Hacker News new | past | comments | ask | show | jobs | submit login

if the implied contrast is with cooperative multitasking, it's exactly the opposite: they're there to expose the event loop in a way you can't ignore. if the implied contrast is with setTimeout(() => { ... }, 0) then yes, pretty much, although the difference is fairly small—implicit variable capture by the closure does most of the same hiding that await does



Not asking about old JavaScript vs new JavaScript.
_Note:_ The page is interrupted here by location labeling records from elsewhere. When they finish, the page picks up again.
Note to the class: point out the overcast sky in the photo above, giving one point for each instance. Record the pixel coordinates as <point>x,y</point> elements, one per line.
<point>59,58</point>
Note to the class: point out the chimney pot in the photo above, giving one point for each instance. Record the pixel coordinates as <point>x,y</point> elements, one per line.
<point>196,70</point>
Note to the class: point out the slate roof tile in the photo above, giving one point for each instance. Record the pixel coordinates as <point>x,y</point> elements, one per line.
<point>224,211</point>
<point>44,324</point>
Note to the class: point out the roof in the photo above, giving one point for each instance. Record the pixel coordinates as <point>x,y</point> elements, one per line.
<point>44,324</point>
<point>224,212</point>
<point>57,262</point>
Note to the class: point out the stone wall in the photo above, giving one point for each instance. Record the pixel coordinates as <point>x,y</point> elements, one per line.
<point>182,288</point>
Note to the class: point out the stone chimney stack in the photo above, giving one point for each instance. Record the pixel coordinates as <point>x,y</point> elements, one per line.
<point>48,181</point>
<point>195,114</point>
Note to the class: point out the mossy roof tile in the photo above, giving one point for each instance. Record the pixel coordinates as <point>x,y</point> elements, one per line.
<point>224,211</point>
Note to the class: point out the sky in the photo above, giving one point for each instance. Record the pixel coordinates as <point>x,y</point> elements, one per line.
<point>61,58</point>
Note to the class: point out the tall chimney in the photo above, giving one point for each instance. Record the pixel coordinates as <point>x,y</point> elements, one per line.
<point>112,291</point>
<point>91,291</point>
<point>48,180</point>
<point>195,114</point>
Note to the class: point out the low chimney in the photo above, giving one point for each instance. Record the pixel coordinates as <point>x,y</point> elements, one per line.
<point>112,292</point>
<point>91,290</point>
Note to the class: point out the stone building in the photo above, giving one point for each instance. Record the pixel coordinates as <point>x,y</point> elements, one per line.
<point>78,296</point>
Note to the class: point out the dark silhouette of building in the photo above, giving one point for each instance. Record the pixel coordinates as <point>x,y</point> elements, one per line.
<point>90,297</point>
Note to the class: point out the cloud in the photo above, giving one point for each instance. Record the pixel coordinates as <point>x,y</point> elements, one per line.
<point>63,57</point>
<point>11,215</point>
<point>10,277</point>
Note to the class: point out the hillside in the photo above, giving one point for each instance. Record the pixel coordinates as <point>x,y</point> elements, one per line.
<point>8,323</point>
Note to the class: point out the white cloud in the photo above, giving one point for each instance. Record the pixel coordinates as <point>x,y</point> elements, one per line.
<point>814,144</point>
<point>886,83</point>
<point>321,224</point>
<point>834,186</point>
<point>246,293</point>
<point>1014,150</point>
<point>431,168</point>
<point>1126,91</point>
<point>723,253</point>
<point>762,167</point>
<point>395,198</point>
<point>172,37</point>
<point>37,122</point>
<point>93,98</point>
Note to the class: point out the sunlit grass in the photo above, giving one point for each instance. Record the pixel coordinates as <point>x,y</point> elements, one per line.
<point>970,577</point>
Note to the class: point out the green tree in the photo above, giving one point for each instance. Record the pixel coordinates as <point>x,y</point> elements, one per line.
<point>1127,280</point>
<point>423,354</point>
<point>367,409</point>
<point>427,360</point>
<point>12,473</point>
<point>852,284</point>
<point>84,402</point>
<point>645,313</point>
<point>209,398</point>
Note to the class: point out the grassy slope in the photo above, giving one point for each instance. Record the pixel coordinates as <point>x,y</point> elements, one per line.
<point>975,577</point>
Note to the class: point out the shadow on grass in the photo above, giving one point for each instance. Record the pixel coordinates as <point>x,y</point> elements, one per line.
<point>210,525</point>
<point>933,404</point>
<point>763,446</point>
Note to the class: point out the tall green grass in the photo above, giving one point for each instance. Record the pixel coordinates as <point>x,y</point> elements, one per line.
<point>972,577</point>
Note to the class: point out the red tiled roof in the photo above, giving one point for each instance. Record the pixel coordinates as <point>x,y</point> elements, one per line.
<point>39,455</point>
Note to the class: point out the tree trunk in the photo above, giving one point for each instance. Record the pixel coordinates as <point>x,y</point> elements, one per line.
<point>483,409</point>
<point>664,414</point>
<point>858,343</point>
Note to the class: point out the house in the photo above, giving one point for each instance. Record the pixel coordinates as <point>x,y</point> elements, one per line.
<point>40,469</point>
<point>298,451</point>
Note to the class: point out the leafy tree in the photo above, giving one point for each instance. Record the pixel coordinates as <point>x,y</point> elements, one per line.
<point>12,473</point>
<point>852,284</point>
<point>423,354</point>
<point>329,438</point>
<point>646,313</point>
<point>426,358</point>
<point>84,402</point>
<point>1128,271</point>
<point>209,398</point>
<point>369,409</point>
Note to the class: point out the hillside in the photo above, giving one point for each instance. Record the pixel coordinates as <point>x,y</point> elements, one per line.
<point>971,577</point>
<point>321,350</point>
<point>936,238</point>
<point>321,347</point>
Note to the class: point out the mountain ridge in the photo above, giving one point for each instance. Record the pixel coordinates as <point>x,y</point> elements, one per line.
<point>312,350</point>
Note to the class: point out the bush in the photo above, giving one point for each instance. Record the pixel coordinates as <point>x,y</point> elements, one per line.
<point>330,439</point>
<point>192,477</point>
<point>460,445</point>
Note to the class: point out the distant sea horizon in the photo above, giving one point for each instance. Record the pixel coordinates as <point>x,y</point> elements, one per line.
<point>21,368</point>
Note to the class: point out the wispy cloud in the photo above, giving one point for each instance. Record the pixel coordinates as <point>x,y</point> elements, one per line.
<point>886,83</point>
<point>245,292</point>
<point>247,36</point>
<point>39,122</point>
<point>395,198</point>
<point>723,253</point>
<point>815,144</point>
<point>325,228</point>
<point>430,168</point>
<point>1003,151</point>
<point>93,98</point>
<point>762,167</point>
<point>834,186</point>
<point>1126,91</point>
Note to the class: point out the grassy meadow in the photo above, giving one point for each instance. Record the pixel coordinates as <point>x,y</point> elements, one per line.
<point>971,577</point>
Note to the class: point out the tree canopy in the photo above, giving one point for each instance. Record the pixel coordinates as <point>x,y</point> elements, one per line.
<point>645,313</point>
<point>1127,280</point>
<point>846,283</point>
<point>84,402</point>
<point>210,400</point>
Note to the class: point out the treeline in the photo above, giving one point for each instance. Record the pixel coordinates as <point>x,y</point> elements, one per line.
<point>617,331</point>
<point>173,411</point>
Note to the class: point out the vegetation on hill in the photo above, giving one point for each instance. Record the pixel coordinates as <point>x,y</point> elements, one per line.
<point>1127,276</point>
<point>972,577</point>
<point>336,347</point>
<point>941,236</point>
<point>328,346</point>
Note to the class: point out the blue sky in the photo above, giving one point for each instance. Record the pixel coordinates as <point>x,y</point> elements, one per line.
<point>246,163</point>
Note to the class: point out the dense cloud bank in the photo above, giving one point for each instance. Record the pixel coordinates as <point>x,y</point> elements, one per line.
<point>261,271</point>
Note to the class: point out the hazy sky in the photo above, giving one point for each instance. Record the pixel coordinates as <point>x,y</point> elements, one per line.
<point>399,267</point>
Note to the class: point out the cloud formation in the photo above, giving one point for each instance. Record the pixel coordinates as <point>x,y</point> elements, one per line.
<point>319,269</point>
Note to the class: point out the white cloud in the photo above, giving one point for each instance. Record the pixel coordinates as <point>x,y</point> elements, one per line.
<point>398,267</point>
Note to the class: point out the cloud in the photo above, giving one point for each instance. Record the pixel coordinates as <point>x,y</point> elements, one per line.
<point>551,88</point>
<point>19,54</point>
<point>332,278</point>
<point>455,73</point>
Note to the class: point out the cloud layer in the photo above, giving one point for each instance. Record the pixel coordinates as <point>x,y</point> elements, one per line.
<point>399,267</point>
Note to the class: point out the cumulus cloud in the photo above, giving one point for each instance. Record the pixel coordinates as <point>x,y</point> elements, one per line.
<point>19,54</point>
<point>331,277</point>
Asking about explicit event loop vs hidden event loop with fancy names like timeout, async, await...


do you mean the kind of explicit loop where you write

    for (;;) {
        int r = GetMessage(&msg, NULL, 0, 0);
        if (!r) break;
        if (r == -1) croak();
        TranslateMessage(&msg);
        DispatchMessage(&msg);
    }
or, in yeso,

      for (;;) {
        yw_wait(w, 0);
        for (yw_event *ev; (ev = yw_get_event(w));) handle_event(ev);
        redraw(w);
      }
async/await doesn't always hide the event loop in that sense; python asyncio, for example, has a lot of ways to invoke the event loop or parts of it explicitly, which is often necessary for integration with software not written with asyncio in mind. i used to maintain an asyncio cubesat csp protocol stack where we had to do this

to some extent, though, this vitiates the concurrency guarantees you can otherwise get out of async/await. software maintainability comes from knowing that certain things are impossible, and pure async/await can make concurrency guarantees which disappear when a non-async function can invoke the event loop in this way. so i would argue that it goes further than just hiding the event loop. it's like saying that garbage collection is about hiding memory addresses: sort of true, but false in an important sense


What worries me is we may have a whole generation who doesn't know about the code you posted above and thinks it's magic or worse, real multiprocessing.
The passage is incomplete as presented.